A growing number of Americans are living to age 100. Nationwide, the centenarian population has grown 65.8 percent over the past three decades, from 32,194 people who were age 100 or older in 1980 to 53,364 centenarians in 2010, according to new Census Bureau data. In contrast, the total population has increased 36.3 percent over the same time period.
Centenarians in the United States are considerably different from the overall population. Here's a look at some of the characteristics of people who live to age 100:
It is overwhelmingly women who live to age 100. In 2010, 82.8 percent of centenarians were female. For every 100 females age 100 or older, there are only 20.7 males the same age. Females also make up 61.9 percent of those in their 80s and 72.2 percent of people in their 90s. "We know that women are more social than men. Other studies have found that staying socially connected predicts greater life expectancy," says Gary Small, a professor on aging and director of the UCLA Longevity Center in Los Angeles, who is not affiliated with the Census Bureau report. "If you are social, it may reduce stress levels because you can talk about your feelings and things that stress you out and it seems to help many people. If you need a ride to the doctor or you fall, they can take you to the hospital or help you find the best doctor."

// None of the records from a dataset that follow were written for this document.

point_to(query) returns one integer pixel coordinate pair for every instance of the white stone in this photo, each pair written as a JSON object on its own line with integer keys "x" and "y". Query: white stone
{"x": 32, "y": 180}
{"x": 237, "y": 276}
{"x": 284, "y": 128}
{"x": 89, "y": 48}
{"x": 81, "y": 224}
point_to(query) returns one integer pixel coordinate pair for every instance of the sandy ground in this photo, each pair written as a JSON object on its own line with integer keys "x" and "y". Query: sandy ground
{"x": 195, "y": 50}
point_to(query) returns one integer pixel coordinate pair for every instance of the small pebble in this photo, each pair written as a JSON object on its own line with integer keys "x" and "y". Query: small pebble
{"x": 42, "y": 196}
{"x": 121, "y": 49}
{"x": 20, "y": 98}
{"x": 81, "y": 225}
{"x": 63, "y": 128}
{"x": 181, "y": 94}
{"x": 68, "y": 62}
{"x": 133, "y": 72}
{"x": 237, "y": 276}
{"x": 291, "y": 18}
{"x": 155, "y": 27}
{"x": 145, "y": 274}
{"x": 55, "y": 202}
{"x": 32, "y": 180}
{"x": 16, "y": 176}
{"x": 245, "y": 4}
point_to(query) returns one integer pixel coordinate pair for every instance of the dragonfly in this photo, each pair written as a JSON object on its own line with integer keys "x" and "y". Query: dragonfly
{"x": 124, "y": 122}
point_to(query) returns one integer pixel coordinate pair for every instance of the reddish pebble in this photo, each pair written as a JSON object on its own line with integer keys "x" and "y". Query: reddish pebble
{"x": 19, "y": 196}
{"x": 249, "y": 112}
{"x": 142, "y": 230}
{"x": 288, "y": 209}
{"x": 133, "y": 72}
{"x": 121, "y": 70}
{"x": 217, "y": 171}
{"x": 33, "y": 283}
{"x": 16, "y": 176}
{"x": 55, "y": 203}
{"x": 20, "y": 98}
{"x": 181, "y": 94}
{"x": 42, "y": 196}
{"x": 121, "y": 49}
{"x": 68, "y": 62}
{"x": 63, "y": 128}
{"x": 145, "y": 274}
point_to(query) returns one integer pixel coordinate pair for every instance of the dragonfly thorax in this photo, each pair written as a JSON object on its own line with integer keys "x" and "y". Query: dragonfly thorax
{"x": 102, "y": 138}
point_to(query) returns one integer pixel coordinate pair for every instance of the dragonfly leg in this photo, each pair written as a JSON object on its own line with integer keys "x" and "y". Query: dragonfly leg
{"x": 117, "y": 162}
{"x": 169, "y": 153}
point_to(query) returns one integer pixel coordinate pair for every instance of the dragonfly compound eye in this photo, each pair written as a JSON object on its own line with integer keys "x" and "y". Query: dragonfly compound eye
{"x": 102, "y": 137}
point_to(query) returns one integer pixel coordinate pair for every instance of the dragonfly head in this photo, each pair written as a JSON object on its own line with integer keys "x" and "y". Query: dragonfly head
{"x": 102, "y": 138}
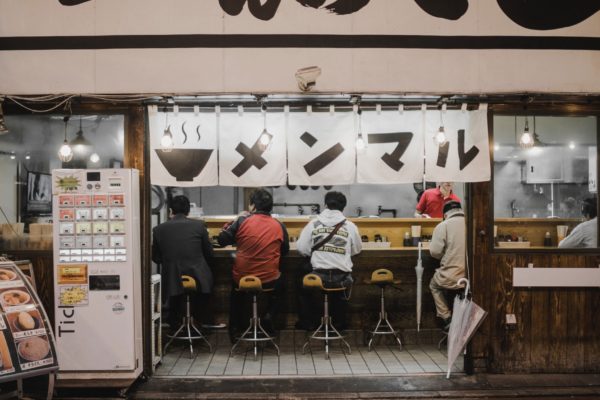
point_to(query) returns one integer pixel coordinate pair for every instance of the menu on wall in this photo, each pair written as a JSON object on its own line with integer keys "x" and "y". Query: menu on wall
{"x": 91, "y": 229}
{"x": 27, "y": 345}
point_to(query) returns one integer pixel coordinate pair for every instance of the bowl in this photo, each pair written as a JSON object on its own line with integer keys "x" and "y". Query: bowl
{"x": 14, "y": 297}
{"x": 184, "y": 164}
{"x": 33, "y": 349}
{"x": 7, "y": 275}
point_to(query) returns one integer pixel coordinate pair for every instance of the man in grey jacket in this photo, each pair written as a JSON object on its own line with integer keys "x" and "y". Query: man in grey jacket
{"x": 331, "y": 261}
{"x": 448, "y": 245}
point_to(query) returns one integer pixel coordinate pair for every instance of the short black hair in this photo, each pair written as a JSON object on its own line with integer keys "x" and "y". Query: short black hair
{"x": 262, "y": 200}
{"x": 335, "y": 201}
{"x": 588, "y": 207}
{"x": 180, "y": 205}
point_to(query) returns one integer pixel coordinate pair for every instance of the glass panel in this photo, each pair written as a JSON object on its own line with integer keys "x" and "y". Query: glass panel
{"x": 545, "y": 183}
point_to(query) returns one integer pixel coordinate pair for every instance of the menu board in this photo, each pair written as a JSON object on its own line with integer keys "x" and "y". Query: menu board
{"x": 27, "y": 345}
{"x": 92, "y": 228}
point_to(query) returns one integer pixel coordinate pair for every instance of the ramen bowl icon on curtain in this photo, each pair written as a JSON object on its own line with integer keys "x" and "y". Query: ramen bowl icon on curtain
{"x": 184, "y": 164}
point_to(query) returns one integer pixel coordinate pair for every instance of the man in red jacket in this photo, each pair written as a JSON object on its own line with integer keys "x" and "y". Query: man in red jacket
{"x": 261, "y": 240}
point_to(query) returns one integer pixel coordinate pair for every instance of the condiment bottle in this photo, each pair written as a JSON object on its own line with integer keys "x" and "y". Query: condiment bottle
{"x": 407, "y": 240}
{"x": 547, "y": 240}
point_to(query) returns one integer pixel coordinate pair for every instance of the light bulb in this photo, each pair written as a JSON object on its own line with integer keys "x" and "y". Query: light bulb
{"x": 65, "y": 153}
{"x": 526, "y": 139}
{"x": 440, "y": 137}
{"x": 264, "y": 140}
{"x": 166, "y": 141}
{"x": 360, "y": 143}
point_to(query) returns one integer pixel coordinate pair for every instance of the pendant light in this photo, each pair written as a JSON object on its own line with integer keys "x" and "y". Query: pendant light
{"x": 265, "y": 137}
{"x": 3, "y": 127}
{"x": 440, "y": 137}
{"x": 360, "y": 141}
{"x": 81, "y": 146}
{"x": 526, "y": 140}
{"x": 65, "y": 153}
{"x": 166, "y": 141}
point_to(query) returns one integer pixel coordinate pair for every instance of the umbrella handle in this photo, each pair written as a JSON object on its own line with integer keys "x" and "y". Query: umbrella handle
{"x": 467, "y": 285}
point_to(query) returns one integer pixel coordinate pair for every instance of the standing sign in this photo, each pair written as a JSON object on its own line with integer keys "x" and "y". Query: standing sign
{"x": 26, "y": 341}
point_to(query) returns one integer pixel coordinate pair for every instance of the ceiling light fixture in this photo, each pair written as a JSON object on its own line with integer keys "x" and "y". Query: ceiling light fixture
{"x": 65, "y": 153}
{"x": 3, "y": 127}
{"x": 265, "y": 137}
{"x": 80, "y": 144}
{"x": 440, "y": 137}
{"x": 526, "y": 140}
{"x": 360, "y": 141}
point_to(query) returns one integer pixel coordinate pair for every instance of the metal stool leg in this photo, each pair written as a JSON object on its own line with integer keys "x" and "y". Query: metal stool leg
{"x": 251, "y": 333}
{"x": 383, "y": 318}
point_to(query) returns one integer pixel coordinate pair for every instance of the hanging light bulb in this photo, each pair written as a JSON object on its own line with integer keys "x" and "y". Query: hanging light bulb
{"x": 3, "y": 127}
{"x": 361, "y": 145}
{"x": 526, "y": 140}
{"x": 65, "y": 153}
{"x": 265, "y": 137}
{"x": 166, "y": 141}
{"x": 440, "y": 137}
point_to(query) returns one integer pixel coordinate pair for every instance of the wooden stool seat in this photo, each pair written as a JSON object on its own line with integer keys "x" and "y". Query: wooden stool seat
{"x": 255, "y": 332}
{"x": 382, "y": 278}
{"x": 188, "y": 329}
{"x": 326, "y": 331}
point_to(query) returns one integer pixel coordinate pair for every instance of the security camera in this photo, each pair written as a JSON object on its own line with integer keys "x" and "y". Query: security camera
{"x": 307, "y": 77}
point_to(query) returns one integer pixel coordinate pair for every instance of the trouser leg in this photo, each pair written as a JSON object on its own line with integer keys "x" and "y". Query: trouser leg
{"x": 439, "y": 298}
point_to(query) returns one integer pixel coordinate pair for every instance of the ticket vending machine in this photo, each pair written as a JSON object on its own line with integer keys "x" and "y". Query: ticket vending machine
{"x": 97, "y": 282}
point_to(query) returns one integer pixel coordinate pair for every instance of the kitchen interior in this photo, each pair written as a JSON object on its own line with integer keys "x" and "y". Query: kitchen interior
{"x": 539, "y": 186}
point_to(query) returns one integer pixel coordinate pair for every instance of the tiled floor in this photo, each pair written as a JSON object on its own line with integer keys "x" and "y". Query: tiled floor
{"x": 384, "y": 359}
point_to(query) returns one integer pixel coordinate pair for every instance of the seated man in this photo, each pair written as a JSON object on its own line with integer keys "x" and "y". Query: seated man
{"x": 448, "y": 245}
{"x": 586, "y": 233}
{"x": 181, "y": 246}
{"x": 261, "y": 240}
{"x": 331, "y": 261}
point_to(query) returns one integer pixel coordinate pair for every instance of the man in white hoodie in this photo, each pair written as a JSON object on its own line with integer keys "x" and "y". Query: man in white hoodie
{"x": 448, "y": 245}
{"x": 331, "y": 261}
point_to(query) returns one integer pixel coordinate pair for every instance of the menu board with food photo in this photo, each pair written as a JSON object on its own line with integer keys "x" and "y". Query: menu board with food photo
{"x": 27, "y": 345}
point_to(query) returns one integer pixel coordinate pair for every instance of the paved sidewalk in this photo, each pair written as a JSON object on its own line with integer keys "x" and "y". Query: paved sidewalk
{"x": 548, "y": 386}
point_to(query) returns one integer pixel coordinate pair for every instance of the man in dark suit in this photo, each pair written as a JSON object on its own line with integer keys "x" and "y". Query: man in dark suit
{"x": 182, "y": 247}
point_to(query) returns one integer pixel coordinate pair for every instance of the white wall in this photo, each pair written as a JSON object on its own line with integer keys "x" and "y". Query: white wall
{"x": 234, "y": 70}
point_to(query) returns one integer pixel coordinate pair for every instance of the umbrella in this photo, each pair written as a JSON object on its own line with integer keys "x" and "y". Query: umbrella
{"x": 466, "y": 318}
{"x": 419, "y": 271}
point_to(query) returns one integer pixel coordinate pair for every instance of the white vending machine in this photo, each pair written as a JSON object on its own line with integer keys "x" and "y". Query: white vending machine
{"x": 97, "y": 282}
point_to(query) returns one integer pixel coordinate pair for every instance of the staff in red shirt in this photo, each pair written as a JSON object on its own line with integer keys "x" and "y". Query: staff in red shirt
{"x": 432, "y": 201}
{"x": 261, "y": 240}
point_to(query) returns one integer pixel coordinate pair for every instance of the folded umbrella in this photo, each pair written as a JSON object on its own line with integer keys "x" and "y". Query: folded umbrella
{"x": 466, "y": 318}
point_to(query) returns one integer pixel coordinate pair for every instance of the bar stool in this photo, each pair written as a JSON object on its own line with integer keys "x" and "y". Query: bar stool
{"x": 252, "y": 285}
{"x": 188, "y": 326}
{"x": 382, "y": 278}
{"x": 326, "y": 331}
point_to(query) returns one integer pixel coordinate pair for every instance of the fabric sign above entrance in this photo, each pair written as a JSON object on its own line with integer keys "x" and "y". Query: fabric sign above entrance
{"x": 319, "y": 148}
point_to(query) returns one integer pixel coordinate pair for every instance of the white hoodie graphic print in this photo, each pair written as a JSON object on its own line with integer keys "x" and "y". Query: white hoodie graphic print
{"x": 336, "y": 253}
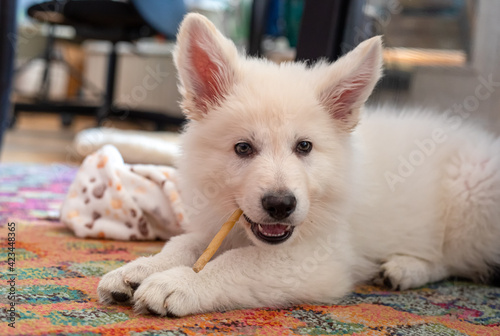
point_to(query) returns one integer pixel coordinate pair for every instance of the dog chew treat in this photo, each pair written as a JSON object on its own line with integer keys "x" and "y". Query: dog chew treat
{"x": 217, "y": 241}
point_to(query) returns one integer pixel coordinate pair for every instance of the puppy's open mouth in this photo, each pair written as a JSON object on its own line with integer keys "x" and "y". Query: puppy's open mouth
{"x": 270, "y": 233}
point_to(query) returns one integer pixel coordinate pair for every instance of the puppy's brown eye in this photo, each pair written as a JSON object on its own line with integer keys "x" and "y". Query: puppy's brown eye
{"x": 304, "y": 147}
{"x": 243, "y": 149}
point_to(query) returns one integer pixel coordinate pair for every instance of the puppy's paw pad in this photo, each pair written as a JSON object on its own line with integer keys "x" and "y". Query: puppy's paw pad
{"x": 120, "y": 297}
{"x": 118, "y": 286}
{"x": 403, "y": 272}
{"x": 172, "y": 293}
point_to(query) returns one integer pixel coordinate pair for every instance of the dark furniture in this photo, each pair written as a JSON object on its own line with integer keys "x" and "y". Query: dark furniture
{"x": 322, "y": 32}
{"x": 115, "y": 22}
{"x": 7, "y": 47}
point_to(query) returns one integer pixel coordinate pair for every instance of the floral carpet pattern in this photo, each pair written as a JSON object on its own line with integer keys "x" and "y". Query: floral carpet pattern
{"x": 56, "y": 275}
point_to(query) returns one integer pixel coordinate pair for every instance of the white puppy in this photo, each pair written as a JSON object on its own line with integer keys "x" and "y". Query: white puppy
{"x": 330, "y": 199}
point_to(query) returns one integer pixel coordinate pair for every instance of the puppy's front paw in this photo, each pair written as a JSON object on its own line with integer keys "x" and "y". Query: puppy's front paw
{"x": 171, "y": 293}
{"x": 118, "y": 286}
{"x": 403, "y": 272}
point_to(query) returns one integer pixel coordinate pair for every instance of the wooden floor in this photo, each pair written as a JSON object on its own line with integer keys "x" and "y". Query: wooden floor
{"x": 40, "y": 138}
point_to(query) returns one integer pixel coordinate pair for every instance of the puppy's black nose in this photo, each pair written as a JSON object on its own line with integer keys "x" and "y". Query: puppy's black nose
{"x": 279, "y": 206}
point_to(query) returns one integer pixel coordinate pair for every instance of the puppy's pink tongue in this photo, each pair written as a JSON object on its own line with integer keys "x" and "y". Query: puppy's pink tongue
{"x": 274, "y": 229}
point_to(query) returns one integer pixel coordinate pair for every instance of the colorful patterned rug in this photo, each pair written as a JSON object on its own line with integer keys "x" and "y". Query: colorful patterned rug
{"x": 56, "y": 276}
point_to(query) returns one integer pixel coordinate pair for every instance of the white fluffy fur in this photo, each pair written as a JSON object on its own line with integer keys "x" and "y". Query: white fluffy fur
{"x": 357, "y": 217}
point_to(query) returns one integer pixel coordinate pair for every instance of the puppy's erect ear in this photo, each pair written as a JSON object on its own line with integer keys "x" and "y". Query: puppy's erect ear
{"x": 350, "y": 81}
{"x": 206, "y": 63}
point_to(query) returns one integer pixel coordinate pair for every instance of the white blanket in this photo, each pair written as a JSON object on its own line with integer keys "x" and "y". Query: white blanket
{"x": 113, "y": 200}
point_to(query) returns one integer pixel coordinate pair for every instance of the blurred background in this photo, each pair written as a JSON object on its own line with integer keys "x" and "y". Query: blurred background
{"x": 84, "y": 73}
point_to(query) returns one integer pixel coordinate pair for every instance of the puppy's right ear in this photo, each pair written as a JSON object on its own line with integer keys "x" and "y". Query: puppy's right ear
{"x": 206, "y": 63}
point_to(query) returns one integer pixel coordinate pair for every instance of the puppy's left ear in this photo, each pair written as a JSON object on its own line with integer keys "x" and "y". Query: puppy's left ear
{"x": 206, "y": 62}
{"x": 350, "y": 81}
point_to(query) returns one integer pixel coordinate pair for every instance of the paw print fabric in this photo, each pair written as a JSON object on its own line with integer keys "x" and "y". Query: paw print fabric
{"x": 113, "y": 200}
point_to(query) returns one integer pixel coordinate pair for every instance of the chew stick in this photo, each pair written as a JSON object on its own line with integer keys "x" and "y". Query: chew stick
{"x": 217, "y": 241}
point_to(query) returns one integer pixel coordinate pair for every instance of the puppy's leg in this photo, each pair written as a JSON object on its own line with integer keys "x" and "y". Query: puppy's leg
{"x": 472, "y": 186}
{"x": 402, "y": 272}
{"x": 120, "y": 284}
{"x": 244, "y": 278}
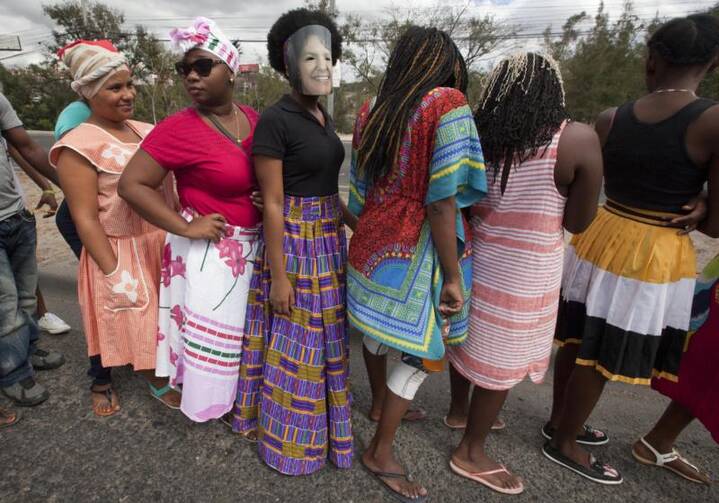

Centenarians are considerably less diverse than the overall U.S. population. In 2010, some 82.5 percent of centenarians were white, versus 72.4 percent of the total population. Black or African Americans were unique in that their proportion of the centenarian population (12.2 percent) is about the same as their percentage of the total population (12.6 percent). Asians made up 2.5 percent of the centenarian population, while they make up 4.8 percent of the total population. And Hispanics represent 5.8 percent of centenarians, but 16.3 percent of the population.
Living with Others
Just over a third of both female and male centenarians lived alone in their own home in 2010, but the majority of the oldest citizens live with others. "As people get older, things in life happen—like you might become a widow or you might have a disability, and because of those circumstances, living arrangements often change," says Amy Symens Smith, chief of the age and special populations branch at the Census Bureau. Centenarian females (35.2 percent) were more likely to live in a nursing home than males the same age (18.2 percent). Centenarian males are the most likely to be living with others in a household (43.5 percent), compared to just 28.5 percent of centenarian females.
A large majority of the oldest U.S. citizens live in urban areas. "As age increases, the percentage living in urban areas also increases," says Smith. Some 85.7 percent of centenarians lived in urban areas in 2010, compared with 84.2 percent of those in their 90s, 81.5 percent of those in their 80s, and 76.6 percent of those in their 70s. "Living in the city, you have a lot more mental stimulation and the symphony and better doctors and hospitals and more social networking," says Small. "There are more resources, and there is better transportation."
States with the largest populations generally have the most centenarians. California has the largest number of centenarians (5,921), followed by New York (4,605), Florida (4,090), and Texas (2,917). Alaska has the fewest residents age 100 and older (40). Wyoming (72), Vermont (133), and Delaware (146) are also among the states with the fewest centenarians.
The Northeast and Midwest have proportions of centenarians that are higher than the national average of 1.73 per 10,000 people, while the West and South have below-average proportions of centenarians. "There's a lot of stuff going on in local areas, including access to medical care, diet, exercise, the culture, risk-taking, and more smoking," says Linda Waite, a sociology professor and director of the Center on Aging at the University of Chicago. "People in the Northeast tend to be more highly educated, and education is associated with a longer life expectancy." North Dakota is the only state with more than 3 centenarians for every 10,000 people in the state. Other states where centenarians make up a relatively large portion of the population include South Dakota, Iowa, and Nebraska. Three western states have less than one centenarian for every 10,000 people: Alaska, Utah, and Nevada.
The proportion of centenarians in the United States is smaller than that of many other developed countries. For example, for every 10,000 people, there are 1.92 centenarians in Sweden, 1.95 in the United Kingdom, and 2.70 in France. And Japan has 3.43 centenarians per 10,000 people, beating even our longest-lived state, North Dakota.